My mother told me this[1] over the phone, about 2 years ago. I have a great bond with my mother. We are very similar in many ways, but also very different in many more. Many of our conversations end in a newfound understanding of how exactly we differ. We notice different things, react differently to sensory stimuli and our thoughts follow different patterns. We have different ways of processing the world, each other and ourselves. She's quick to remind me that 'we're wired differently' -- and I think she finds comfort in that.
It's the great human tragedy that we're never able to fully comprehend another person's entirety. Maybe you can get a momentary glimpse in an instant, through means other than words, but that understanding is never sustained. Reversely, never being able to be fully understood can, at times, feel like an inescapable loneliness. But the great tragedy of not-understanding also holds the great human beauty: continuing to try to better understand each other regardless.

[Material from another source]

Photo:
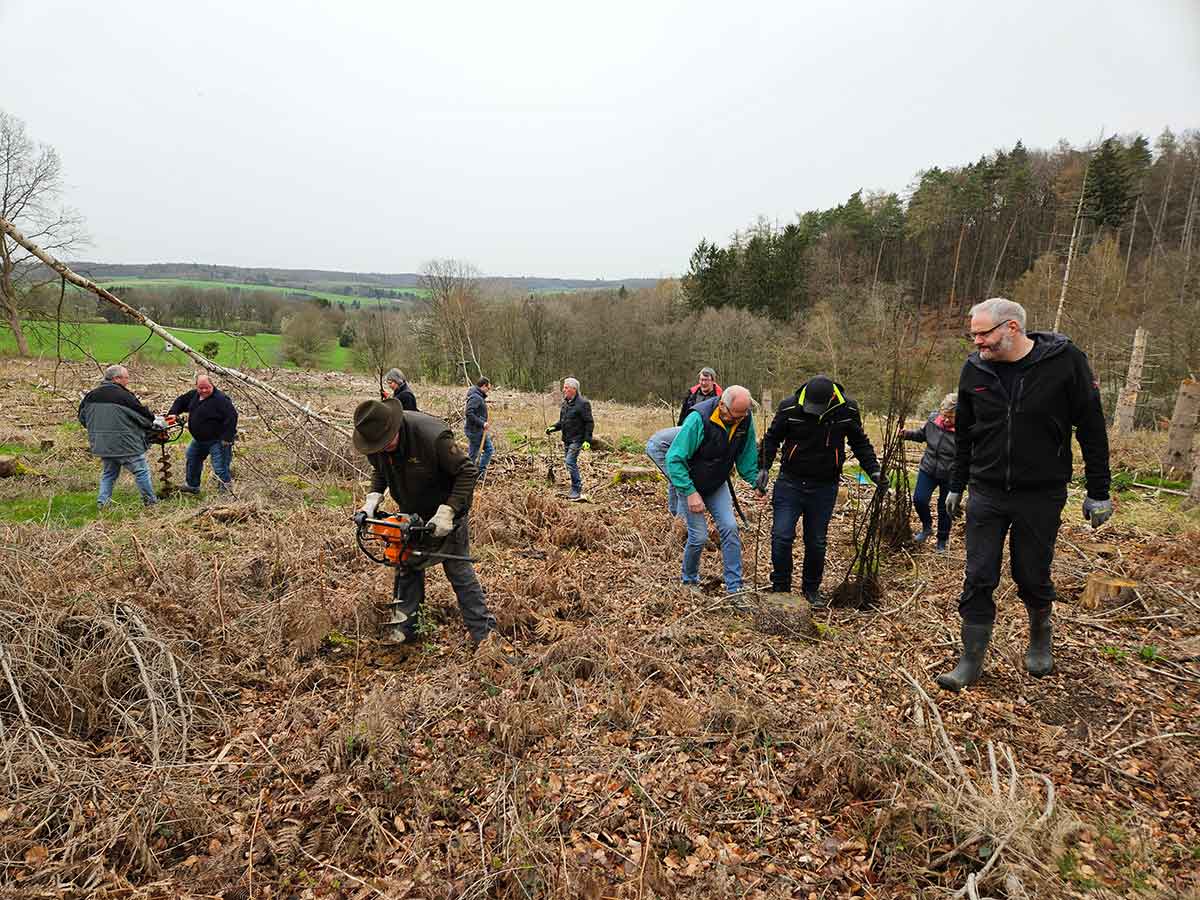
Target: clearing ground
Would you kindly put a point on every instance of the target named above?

In conversation, an image of your conversation partner is created in your mind. Pretending understanding is equating the person to that image, and restricting that person to your understanding of them. To instead acknowledge the grey areas of understanding is a generous gift that allows for connections to develop and evolve. Hearing my mother acknowledge this, was immensely valuable in feeling seen.
Rough draft. This turned out longer than intended, and very personal, and I make some grand statements about the human experience that are only backed by my own experiences. Making up my mind how I feel about it, and curious about your thoughts.
Manuals, 2
Some people come with a manual.
This is another statement that addresses the difficulty in understanding. However, instead of embracing the beauty in that, this sentence creates the illusion that there's a concise way to overcome it. While the intention might often be an honest, good-spirited attempt to acknowledge our differences, there's an implicit friction to a statement like this. Instead of realizing that understanding is a continued, mutual effort, 'the manual' makes it seem as if just one party is 'the problem'. Moreover, seemingly it's that party's responsibility to come with a tool to help others understand them. What could be a wonderfully rich asymmetry, is turned into a hierarchical mess. Why do 'some people' need an outside tool to speak for them? What does this 'manual' entail, anyway? How can any manual possibly convey all human nuance?
Rough draft. The tone's a little harsh. I notice I'm continuously trying to condense my throughts, and end up with Frankensteinian texts. Also wonder here if I want to make an explicit reference to the format of the thesis, or if the decisions for that are / will be clear enough.
- ↑ She told me this in Dutch: Ik zal je nooit volledig begrijpen.